1:1 or less is a good ratio, for noobs

but i have seen it go as high as 1:5 for careless noobs ;-)

in a large system from several years ago where things like this were carefully measured, i had 5000:1 (library and framework code), the average was 200:1 (application code); the in-house prima donna had 50:1 (utility code).

I carefully designed everything in advance including automated tests (because the library and framework were complicated!), the average guys banged out app code and tested manually, and the prima donna coded like the wind without designing anything first. Each section was around 50KLoC when completed.

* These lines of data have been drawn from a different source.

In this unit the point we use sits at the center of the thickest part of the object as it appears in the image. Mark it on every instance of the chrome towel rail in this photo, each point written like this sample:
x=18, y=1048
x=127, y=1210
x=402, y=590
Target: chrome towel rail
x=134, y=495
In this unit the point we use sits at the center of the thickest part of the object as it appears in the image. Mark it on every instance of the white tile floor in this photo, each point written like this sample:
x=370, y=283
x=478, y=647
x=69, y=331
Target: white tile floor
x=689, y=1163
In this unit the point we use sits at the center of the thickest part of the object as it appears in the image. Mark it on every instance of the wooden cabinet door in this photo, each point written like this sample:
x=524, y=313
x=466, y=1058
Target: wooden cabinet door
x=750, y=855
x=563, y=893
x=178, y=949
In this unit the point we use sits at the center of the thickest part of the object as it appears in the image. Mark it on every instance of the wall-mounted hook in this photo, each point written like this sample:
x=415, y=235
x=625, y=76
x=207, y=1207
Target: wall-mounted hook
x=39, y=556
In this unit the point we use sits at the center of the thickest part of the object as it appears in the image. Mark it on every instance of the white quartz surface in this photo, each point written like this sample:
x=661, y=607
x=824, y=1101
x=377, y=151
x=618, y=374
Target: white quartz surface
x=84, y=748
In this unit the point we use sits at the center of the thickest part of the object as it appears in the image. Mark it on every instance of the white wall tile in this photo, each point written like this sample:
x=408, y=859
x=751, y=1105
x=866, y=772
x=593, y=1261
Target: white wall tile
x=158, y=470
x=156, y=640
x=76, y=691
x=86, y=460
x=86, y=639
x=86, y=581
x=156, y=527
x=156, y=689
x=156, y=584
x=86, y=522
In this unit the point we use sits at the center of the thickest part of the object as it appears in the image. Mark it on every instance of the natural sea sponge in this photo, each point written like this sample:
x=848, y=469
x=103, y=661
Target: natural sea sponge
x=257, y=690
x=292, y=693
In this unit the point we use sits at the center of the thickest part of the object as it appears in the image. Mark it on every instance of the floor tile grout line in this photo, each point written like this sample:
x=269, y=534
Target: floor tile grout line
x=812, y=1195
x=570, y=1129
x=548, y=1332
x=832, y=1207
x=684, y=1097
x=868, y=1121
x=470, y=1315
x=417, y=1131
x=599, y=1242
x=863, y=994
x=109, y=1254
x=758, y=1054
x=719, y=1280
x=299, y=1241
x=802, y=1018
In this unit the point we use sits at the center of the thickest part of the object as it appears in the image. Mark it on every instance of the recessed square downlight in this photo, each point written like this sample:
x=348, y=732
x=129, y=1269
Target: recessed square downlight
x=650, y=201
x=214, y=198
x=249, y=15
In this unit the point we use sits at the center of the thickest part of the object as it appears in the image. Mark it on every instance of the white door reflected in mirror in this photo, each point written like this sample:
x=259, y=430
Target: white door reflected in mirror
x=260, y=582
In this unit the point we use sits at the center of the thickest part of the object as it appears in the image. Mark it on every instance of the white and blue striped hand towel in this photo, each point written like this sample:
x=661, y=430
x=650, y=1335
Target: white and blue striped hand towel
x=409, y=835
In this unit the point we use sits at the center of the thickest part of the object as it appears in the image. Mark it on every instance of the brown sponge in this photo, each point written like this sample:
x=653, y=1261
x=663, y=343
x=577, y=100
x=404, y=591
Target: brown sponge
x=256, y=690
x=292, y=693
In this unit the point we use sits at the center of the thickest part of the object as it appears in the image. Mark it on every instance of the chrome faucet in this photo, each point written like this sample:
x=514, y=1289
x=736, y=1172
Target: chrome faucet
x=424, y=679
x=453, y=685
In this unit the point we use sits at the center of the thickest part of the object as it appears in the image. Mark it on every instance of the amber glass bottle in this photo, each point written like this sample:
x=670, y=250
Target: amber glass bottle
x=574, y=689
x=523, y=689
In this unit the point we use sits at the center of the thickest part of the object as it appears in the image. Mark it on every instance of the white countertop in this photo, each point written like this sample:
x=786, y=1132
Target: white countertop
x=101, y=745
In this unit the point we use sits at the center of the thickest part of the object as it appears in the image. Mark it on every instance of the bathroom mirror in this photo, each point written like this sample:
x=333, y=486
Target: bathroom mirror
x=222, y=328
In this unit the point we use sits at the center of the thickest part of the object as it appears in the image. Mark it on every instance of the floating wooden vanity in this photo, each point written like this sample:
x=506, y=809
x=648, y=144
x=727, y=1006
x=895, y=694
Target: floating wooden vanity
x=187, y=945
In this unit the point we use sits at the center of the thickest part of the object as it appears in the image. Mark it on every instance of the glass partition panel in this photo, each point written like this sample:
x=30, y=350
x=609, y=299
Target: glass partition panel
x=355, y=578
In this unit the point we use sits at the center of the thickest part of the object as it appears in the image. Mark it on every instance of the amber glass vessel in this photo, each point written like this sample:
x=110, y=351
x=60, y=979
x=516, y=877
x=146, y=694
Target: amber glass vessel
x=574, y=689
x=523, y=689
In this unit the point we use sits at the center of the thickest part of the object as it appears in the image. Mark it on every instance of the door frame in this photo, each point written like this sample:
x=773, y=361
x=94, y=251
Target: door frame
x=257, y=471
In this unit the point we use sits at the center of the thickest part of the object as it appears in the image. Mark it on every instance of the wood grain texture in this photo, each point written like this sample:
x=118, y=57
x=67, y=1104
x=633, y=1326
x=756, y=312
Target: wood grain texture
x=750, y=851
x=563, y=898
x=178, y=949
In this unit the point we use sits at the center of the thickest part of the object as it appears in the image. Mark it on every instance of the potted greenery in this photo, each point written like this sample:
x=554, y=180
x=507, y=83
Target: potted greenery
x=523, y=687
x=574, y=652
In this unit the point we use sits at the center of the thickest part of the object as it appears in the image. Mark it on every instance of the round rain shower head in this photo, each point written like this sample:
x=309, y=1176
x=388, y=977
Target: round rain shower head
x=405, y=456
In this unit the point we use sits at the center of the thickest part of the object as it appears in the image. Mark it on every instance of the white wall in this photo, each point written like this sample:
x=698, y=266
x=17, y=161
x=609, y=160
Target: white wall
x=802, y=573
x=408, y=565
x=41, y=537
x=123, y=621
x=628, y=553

i got laid off, the prima donna went to work for Microsoft, and the average guys got promoted!

Steven A. Lowe
A: 

It depends on the code. It's a lot easier to write some code than others. I have a video game I made that's around 15k lines of C, and it is remarkably stable and has a very low rate of bugs, despite some complexity. Professionally, I also work on some linux driver code, considerably fewer lines than 15k though. It is a lot harder to write bug free driver code for a few reason: the code has to fit into a much larger, more complex framework (the kernel) and the code has to also work with a lot of different kernels that various distributions ship. So, for my stupid little video game it was relatively easy to write 15k lines of C, almost completely bug free, but very hard to write, say, 500 lines of driver code bug free (as I've experienced painfully this last month.)

So, it depends. There's no simple answer to this.